After getting home and trying to take care of twins, I knew that nursing wasn’t going to be feasable for me as they needed a lot of direction on latching and their mouths were so tiny! I pumped exclusively my entire maternity leave of 12 weeks. Towards the end, the were getting 1 or 2 formula bottles a day but I thought that was pretty good from not having much of a supply with Lucas to being able to almost exclusively give breastmilk to 2 babies! After going back to work, I was pumping every 4 hours but it started to become a struggle as my husband worked nights and having to drive to pick up the twins and get everyone home and dinner ready, didn’t leave a lot oftime for pumping and being by myself at night, was hard to pump withouth one of my 3 children needing something! My supply decreased, expectedly, and around 4.5 months, I decided to stop pumping.

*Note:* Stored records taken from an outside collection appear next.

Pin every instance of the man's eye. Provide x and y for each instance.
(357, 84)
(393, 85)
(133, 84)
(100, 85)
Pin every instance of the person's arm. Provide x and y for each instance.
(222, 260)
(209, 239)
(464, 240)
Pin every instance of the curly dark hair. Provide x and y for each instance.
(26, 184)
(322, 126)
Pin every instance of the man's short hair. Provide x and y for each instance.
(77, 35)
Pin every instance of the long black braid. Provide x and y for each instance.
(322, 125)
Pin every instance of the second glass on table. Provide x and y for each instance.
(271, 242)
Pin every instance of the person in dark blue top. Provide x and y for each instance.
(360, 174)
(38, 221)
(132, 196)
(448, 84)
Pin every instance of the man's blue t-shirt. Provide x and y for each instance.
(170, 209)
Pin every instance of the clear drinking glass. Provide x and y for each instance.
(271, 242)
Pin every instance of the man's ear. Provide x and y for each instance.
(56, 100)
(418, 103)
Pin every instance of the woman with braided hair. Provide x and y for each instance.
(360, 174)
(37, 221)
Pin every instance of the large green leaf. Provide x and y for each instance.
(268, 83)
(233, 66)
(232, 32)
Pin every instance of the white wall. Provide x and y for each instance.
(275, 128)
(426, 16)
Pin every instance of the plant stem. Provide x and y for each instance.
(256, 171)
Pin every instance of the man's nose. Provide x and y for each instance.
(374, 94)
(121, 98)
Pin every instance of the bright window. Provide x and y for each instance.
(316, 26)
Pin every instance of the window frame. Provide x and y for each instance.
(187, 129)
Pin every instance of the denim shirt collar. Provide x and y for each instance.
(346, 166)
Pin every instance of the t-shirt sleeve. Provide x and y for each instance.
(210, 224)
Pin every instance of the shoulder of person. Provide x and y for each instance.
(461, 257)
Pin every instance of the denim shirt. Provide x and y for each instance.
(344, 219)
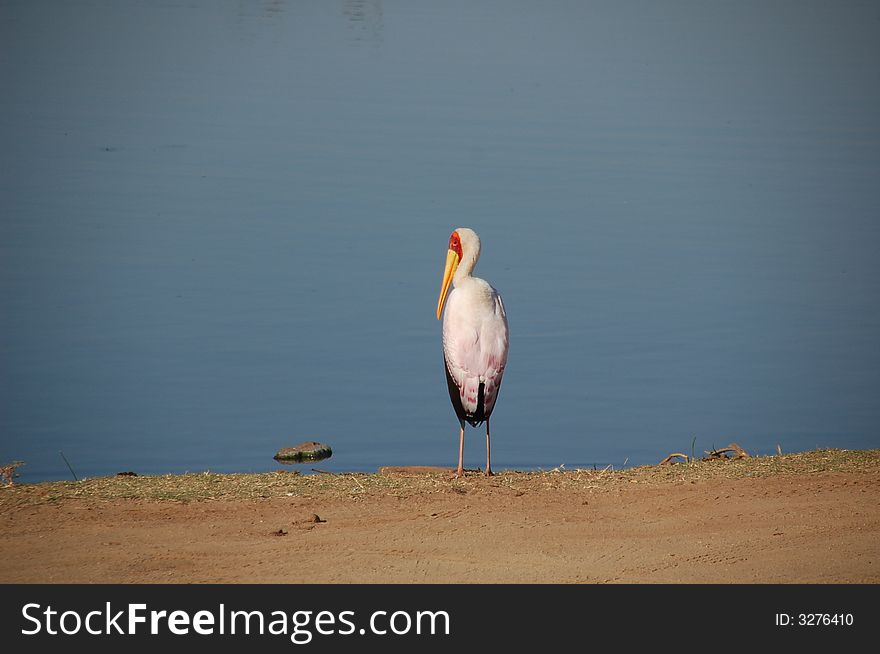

I do not regret my decision to stop as it was best for my mental health and there were enough stressors with having twins that I just felt like something needed to give. I have major respect to any mom able to exclusively breastfeed, you seriously rock! But I am here for the moms that struggled to say, its okay. If any mom is even able to just give the colostrum on their journey, kudos! And if I ever have any more children, I will breastfeed again for as long as I am able 🙂 Maybe it will be 6 months or even a year!
-Brittany B.
All of these moms’ stories go to show that there are journeys of every shape and size, that there are other moms going through something similar. I have found that joining Facebook groups helps immensely in those first few months, and then I get to help other moms, which feels amazing. If you are having troubles, please find a lactation consultant! They are worth every single penny, and most of the time are covered by insurance. Talk to other moms, do research, trust your instinct. But never feel like a failure. You are a mom, you are amazing, we are in this journey together!